Ingredients:

  • 1 (15 oz) can Canned Chickpeas (Garbanzo Beans), rinsed, drained, and thoroughly patted dry.
  • 1 Tbsp Extra Virgin Olive Oil (for chickpeas)
  • 2 Tbsp Grated Parmesan Cheese (for chickpeas)
  • 1 tsp Smoked Paprika
  • 1/2 tsp Kosher Salt (for chickpeas)
  • 1/4 tsp Black Pepper (for chickpeas)
  • 3 Tbsp Fresh Lemon Juice
  • 1/4 cup Extra Virgin Olive Oil (for dressing)
  • 3 cloves Garlic, finely minced or grated.
  • 1 tsp Dijon Mustard
  • 1 tsp Maple Syrup or Honey
  • 1 tsp Red Wine Vinegar
  • 1/2 tsp Kosher Salt (for dressing)
  • 1/4 tsp Freshly Ground Black Pepper (for dressing)
  • 1 large bunch Tuscan Kale (Lacinato/Dinosaur), stems removed, thinly sliced/shredded.
  • Pinch Flaky Sea Salt (for kale massage)
  • 2 Tbsp Grated Parmesan Cheese (Optional Garnish)
  • 2 Tbsp Toasted Sunflower Seeds or Pine Nuts

Instructions:

  1. Preheat Oven: Set the oven temperature to 400°F (200°C).
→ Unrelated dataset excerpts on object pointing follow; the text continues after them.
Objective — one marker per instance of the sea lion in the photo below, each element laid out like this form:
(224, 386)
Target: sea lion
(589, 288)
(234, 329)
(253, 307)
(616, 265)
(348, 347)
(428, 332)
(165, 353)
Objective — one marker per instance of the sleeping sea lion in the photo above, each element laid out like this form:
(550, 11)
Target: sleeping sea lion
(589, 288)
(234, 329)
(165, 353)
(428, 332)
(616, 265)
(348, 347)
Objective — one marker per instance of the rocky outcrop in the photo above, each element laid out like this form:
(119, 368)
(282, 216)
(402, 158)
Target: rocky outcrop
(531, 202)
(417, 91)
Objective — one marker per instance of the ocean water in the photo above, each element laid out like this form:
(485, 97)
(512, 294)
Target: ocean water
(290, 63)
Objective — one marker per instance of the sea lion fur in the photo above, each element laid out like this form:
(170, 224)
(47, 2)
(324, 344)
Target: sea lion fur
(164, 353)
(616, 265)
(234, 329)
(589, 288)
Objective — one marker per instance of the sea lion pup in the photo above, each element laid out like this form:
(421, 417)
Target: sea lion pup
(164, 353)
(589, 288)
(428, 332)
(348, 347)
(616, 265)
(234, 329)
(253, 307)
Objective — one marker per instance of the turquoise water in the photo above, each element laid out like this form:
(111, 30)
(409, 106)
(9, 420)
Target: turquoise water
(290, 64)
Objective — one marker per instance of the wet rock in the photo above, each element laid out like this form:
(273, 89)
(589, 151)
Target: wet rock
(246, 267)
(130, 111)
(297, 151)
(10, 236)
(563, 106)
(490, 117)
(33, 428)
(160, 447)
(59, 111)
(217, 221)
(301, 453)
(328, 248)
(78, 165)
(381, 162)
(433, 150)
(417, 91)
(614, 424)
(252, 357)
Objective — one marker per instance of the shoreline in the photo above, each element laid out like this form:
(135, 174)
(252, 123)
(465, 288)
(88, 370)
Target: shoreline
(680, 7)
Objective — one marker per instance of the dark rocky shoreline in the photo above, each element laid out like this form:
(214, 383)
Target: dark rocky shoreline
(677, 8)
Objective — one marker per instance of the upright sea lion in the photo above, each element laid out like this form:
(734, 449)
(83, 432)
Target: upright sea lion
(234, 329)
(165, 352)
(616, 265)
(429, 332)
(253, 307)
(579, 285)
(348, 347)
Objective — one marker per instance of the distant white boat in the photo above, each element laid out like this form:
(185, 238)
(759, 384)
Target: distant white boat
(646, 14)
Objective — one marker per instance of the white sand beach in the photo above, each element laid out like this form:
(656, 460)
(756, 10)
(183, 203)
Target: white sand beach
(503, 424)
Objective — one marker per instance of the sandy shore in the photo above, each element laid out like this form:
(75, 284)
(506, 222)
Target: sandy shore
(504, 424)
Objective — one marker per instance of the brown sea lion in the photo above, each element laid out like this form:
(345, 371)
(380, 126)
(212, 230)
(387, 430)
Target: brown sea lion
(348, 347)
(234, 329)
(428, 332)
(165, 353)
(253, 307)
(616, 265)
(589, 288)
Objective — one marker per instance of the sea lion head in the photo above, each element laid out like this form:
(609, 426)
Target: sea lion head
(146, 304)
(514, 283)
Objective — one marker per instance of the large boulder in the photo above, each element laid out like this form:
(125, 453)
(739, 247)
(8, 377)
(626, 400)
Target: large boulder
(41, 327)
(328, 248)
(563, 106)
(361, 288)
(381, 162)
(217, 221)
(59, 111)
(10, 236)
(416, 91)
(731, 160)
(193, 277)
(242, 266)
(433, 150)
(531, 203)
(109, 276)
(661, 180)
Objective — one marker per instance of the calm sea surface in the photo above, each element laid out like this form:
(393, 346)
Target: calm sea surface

Line a large baking tray with parchment paper.
  2. Dry Chickpeas: Rinse the chickpeas thoroughly and pat them bone dry using a clean tea towel or paper towels. Moisture is the enemy of crispiness!
  3. Season: Toss the dried chickpeas with 1 Tbsp olive oil, smoked paprika, salt, pepper, and 1 Tbsp of the grated Parmesan.
  4. Roast: Spread the seasoned chickpeas in a single layer on the prepared baking tray. Roast for 20–25 minutes, or until deeply golden brown and crunchy. Shake the tray halfway through. Set aside to cool completely (they crisp up further as they cool).
  5. Prep Kale: Strip the kale leaves from the tough central stems. Stack the leaves and chop them crosswise into thin ribbons (about 1/2 inch thick). Place the chopped kale in a large mixing bowl.
  6. Make the Dressing: In a small bowl or jar, combine the remaining 3 Tbsp lemon juice, 1/4 cup olive oil, minced garlic, Dijon mustard, maple syrup/honey, red wine vinegar, salt, and pepper. Whisk vigorously or shake the jar until the dressing is fully emulsified and slightly thickened.
  7. Initial Seasoning: Pour 1/2 tablespoon of the prepared dressing over the chopped kale in the bowl, plus a small pinch of flaky sea salt.
  8. Massage: Using clean hands, vigorously rub and squeeze the kale leaves for 3–5 minutes. The leaves should darken slightly, shrink in volume, and feel soft and tender.
  9. Dress the Salad: Pour the majority of the remaining Garlicky Lemon Dressing over the massaged kale. Toss well to ensure every ribbon is coated.
  10. Garnish: Just before serving, gently fold in the remaining 1 Tbsp Parmesan cheese and the toasted seeds/nuts.
  11. Finish: Top the salad with the cooled, crunchy chickpeas. Serve immediately to enjoy the maximum texture contrast.